I’m also wondering, does the src/html/templates contain HTML or JavaScript? Do you make a distinction? If it contains js, shouldn’t these files be under src/js?

- James.

Peter Michaux October 15, 2012

Hi James,

I don’t have a default Makefile but the Maria Makefile would be a good place to start.

The files in the src/html/templates directory contain HTML. This HTML is compiled to JavaScript before serving it to the browser.

prinz October 17, 2012
You should not need to run make build in order to test your application either with the files in the tst directory or in the browser while developing

This may not be achievable when working with languages that are compiled to Javascript, like Dart or CoffeeScript.

Peter Michaux October 17, 2012

Hi prinz,

Even with languages like Dart and CoffeeScript there is no need to run make build during development as the source files can be compiled on-the-fly when served.

Jonathan October 19, 2012

Hi,

I'm wondering: where would you keep server-side scripts & libs? Should there be 2 folders under src clients/ and server/ ?

Peter Michaux October 19, 2012

Hi Jonathan,

The files in the directory tree I’ve described are only related to the client-side. Files for a server-side application should be in a completely separate directory. Possibly they should even be in a completely separate repository.

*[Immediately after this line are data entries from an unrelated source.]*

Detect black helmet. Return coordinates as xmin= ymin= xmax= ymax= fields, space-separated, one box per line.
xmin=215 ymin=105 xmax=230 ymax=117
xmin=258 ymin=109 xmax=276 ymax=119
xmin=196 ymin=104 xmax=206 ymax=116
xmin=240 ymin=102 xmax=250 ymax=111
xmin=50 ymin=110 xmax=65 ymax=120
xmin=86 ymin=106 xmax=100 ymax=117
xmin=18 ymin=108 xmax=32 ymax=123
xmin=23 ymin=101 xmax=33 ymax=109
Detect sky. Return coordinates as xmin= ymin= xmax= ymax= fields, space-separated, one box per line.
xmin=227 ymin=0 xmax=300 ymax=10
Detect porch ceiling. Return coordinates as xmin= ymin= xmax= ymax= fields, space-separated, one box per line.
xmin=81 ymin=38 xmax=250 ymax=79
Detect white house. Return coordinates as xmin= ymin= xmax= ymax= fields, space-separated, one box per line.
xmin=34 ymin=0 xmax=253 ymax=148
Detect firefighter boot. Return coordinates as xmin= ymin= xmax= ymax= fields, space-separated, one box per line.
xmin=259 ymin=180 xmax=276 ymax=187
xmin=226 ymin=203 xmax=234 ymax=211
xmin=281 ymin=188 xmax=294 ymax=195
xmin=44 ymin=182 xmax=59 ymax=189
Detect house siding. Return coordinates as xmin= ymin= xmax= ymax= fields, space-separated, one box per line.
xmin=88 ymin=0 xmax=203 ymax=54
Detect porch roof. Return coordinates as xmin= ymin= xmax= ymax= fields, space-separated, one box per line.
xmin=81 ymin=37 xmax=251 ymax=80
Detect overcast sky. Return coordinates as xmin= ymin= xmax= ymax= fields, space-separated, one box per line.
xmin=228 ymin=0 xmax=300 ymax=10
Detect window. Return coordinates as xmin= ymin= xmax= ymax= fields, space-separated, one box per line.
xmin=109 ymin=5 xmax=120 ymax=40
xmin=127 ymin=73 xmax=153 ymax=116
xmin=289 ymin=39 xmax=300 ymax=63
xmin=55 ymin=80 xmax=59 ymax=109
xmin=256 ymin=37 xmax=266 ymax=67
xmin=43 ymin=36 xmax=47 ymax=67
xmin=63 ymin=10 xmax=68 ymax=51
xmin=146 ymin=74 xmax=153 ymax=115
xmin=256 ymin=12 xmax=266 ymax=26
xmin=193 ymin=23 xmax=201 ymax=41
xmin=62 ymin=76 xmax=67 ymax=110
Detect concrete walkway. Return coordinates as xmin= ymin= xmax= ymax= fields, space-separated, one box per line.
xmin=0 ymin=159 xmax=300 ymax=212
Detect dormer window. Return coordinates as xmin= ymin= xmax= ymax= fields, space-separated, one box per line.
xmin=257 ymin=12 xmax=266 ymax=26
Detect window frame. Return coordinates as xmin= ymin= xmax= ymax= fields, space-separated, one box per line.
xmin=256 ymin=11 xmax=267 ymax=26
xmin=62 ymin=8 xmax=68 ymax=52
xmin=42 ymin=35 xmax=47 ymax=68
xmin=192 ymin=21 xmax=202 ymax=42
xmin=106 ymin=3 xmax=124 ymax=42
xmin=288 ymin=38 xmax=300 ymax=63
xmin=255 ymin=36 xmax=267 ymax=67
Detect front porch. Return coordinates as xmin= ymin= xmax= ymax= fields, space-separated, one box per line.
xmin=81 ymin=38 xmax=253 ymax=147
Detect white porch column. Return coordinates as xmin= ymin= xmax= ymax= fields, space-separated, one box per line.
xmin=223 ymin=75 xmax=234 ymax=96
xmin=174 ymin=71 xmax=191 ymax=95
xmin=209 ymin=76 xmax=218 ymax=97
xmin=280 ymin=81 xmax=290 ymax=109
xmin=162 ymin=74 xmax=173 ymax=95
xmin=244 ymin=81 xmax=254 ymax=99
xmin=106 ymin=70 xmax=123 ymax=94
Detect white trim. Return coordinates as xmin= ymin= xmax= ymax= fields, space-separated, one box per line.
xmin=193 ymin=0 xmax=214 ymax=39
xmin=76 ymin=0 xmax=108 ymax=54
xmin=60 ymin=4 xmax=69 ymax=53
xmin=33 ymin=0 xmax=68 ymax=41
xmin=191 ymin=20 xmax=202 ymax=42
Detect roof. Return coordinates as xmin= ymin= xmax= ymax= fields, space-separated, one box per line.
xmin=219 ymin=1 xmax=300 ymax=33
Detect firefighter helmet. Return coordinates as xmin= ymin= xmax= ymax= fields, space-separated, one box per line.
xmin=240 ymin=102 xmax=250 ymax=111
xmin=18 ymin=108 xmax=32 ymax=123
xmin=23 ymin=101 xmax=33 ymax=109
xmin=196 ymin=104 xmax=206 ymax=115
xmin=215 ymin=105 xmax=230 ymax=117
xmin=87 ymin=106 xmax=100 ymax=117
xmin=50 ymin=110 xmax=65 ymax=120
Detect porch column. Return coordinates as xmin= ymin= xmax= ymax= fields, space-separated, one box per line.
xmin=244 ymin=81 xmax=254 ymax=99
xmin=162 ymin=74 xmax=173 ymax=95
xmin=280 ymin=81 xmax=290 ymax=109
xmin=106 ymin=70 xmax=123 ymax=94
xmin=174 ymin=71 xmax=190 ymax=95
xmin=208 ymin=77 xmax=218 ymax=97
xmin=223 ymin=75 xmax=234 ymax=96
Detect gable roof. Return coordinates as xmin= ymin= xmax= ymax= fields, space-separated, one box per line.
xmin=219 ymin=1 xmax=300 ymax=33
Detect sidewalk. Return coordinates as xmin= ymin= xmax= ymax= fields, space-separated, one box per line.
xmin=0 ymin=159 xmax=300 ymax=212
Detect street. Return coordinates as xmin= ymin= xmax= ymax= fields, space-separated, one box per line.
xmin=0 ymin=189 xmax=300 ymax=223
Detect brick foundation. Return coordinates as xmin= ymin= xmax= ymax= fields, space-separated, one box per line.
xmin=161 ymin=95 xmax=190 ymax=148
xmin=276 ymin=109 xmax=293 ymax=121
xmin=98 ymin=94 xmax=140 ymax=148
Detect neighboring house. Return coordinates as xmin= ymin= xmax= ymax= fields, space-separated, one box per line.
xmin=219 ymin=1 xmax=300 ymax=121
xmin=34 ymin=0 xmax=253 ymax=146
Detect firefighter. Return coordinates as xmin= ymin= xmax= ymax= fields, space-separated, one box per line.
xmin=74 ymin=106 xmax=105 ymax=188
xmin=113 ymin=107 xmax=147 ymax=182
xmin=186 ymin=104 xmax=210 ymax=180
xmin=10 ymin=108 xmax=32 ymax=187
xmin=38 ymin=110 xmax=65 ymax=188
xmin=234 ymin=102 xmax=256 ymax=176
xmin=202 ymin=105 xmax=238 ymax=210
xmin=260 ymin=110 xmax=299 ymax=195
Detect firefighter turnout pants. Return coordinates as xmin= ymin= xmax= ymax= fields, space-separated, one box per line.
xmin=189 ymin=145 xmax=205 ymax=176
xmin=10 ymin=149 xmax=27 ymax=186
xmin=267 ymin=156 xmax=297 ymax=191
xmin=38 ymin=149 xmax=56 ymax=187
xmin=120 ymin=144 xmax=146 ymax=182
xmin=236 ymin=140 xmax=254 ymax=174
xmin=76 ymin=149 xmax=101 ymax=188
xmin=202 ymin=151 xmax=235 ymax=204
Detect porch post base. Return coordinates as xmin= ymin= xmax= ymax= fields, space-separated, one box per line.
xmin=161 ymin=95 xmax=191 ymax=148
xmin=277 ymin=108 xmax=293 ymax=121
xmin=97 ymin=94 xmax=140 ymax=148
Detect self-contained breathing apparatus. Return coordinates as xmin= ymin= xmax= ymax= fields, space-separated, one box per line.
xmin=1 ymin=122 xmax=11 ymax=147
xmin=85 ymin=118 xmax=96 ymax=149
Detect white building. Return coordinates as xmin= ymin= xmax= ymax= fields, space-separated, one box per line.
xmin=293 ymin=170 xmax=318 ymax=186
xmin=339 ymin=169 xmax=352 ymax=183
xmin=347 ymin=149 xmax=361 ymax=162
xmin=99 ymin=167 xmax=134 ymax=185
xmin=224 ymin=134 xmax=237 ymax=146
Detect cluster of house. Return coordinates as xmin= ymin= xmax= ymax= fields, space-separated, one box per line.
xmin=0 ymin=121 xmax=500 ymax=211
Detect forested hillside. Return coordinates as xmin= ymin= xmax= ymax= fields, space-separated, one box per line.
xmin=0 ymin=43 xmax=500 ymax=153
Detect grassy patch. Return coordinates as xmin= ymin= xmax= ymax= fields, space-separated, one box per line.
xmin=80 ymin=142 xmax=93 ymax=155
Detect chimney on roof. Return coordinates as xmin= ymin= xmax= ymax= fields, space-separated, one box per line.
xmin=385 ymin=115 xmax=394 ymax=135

Mohit Seth November 28, 2012

There are some other new tools available for build process. I like Grunt a lot but there are some more tools like Yeoman as well. I like Grunt over Yeoman because Grunt is very customizable. I can easily create my own grunt task.

bumblehead December 1, 2012

I share files between server and browser client environments.

I use two directories for this, app and appSrc. Files in appSrc are used by the server. During the deployment process files from appSrc are combined, minified and copied to app where they’re accessible to the client.